Impaired Th1 cytokine expression, but enhanced IL-4 production by VV-specific splenocytes from cutaneously VV-infected FoxP3KO mice
The Th1 cytokine, IFN-γ, is critical in VV immunity, driving expansion of virus-specific CD8+ T cell populations (17–19) and mediating early control of VV replication (20, 21). In contrast, Th2 cytokines impair VV clearance (22, 23).

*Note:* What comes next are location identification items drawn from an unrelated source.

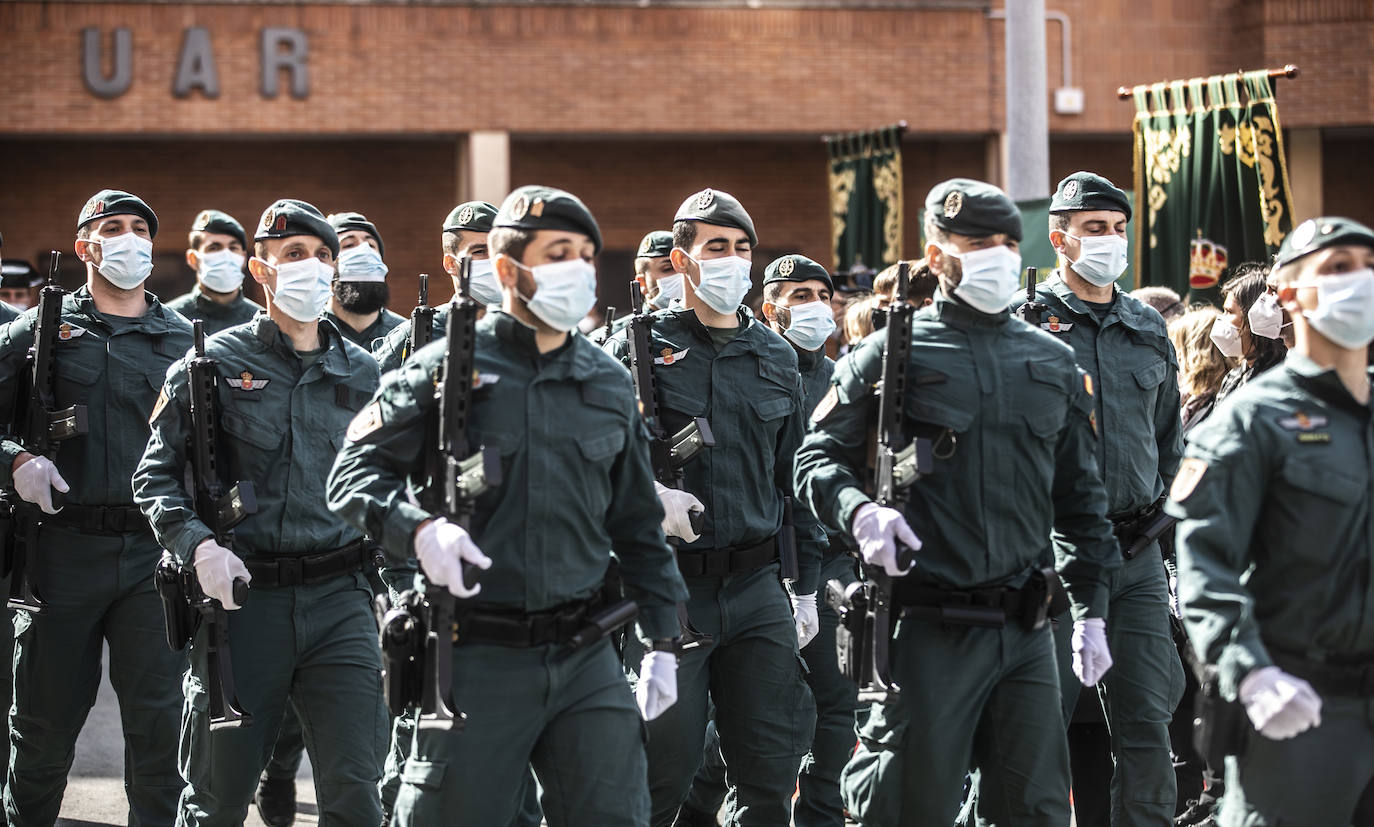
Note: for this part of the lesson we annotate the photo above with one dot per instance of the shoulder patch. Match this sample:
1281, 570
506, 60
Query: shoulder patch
367, 421
1190, 473
826, 404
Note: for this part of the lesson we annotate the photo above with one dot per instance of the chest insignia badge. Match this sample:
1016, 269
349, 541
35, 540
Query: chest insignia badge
667, 356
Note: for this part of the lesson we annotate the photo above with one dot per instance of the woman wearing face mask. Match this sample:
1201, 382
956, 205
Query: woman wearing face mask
1234, 334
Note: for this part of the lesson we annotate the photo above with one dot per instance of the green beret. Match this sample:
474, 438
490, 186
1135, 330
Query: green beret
722, 209
117, 202
1086, 191
221, 223
546, 208
290, 216
656, 245
1319, 234
797, 268
973, 208
345, 221
473, 216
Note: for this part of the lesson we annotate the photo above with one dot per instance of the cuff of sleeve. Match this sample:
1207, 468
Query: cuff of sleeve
658, 622
1240, 658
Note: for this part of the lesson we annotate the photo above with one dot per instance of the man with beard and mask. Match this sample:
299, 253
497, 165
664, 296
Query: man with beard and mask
1013, 441
357, 305
797, 307
1274, 497
95, 558
216, 252
656, 280
1124, 345
713, 359
576, 486
287, 389
465, 234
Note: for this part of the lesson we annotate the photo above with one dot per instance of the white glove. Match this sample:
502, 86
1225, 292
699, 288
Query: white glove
35, 481
441, 548
678, 504
217, 568
1279, 705
657, 687
1091, 658
877, 529
808, 621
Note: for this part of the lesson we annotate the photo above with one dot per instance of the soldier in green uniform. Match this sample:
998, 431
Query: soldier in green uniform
713, 359
1011, 427
1274, 543
357, 305
287, 389
576, 485
216, 250
1124, 346
96, 552
465, 234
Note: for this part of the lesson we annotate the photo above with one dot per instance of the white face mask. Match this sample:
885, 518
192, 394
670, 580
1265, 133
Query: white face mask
811, 324
481, 282
302, 289
565, 291
1344, 308
669, 290
1101, 258
991, 278
1266, 316
362, 264
125, 260
724, 282
220, 271
1226, 337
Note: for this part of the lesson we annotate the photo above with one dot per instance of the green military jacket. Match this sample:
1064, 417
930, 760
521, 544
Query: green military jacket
575, 465
752, 396
1136, 389
386, 322
393, 348
1010, 419
114, 368
1277, 524
282, 425
216, 316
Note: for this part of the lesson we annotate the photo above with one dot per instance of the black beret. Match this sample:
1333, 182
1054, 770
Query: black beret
546, 208
290, 216
1319, 234
656, 245
345, 221
1086, 191
797, 268
117, 202
17, 272
221, 223
473, 216
722, 209
973, 208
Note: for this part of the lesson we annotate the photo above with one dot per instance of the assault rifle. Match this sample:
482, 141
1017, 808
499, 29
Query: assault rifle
41, 427
864, 607
667, 452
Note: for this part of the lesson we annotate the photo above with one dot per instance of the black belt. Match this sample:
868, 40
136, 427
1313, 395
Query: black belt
1347, 677
272, 572
524, 629
116, 519
720, 562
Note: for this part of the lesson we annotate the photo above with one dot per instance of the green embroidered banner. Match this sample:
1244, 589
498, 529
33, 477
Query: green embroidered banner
866, 198
1211, 180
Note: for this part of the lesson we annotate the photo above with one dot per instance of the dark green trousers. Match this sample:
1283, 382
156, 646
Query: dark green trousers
970, 697
311, 646
98, 590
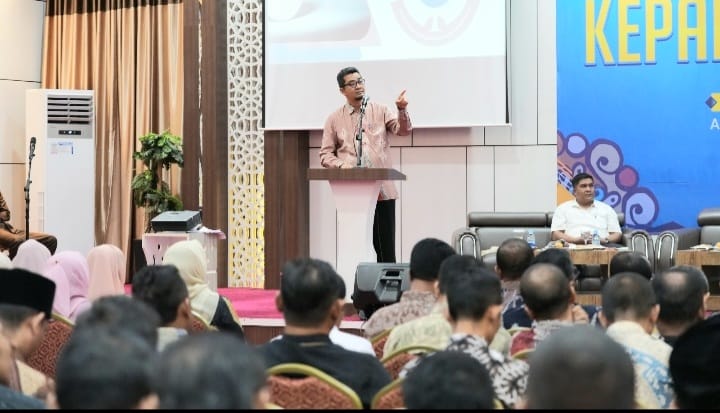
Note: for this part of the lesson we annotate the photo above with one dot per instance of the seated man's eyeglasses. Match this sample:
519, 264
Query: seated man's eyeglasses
354, 83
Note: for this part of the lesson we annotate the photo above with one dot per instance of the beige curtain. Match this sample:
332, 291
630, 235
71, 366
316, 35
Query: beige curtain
130, 52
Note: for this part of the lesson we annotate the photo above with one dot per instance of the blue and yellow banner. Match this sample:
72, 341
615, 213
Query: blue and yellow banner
638, 91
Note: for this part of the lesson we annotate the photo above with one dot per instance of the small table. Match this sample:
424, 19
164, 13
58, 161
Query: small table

In this study, WT splenocytes stimulated with VV displayed robust IFN-γ responses (50.2 ± 9.6 ng/ml), whereas splenocytes from VV-infected FoxP3KO mice produced background levels (15.6 ± 2.4 ng/ml; p < 0.0001) (Fig. 2C). IL-2 responses were similarly impaired in FoxP3KO mice. In striking contrast to the diminished production of Th1 cytokines, Th2 responses were amplified in FoxP3KO mice as evidenced by markedly increased production of IL-4 (0.5 ± 0.1 ng/ml, compared with 0.1 ± 0.0 ng/ml in WT; p < 0.005).
Collectively, these results demonstrate that cutaneous VV infection of FoxP3KO results in impaired Th1 effector immune responses along with a paradoxical induction of Th2 immunity.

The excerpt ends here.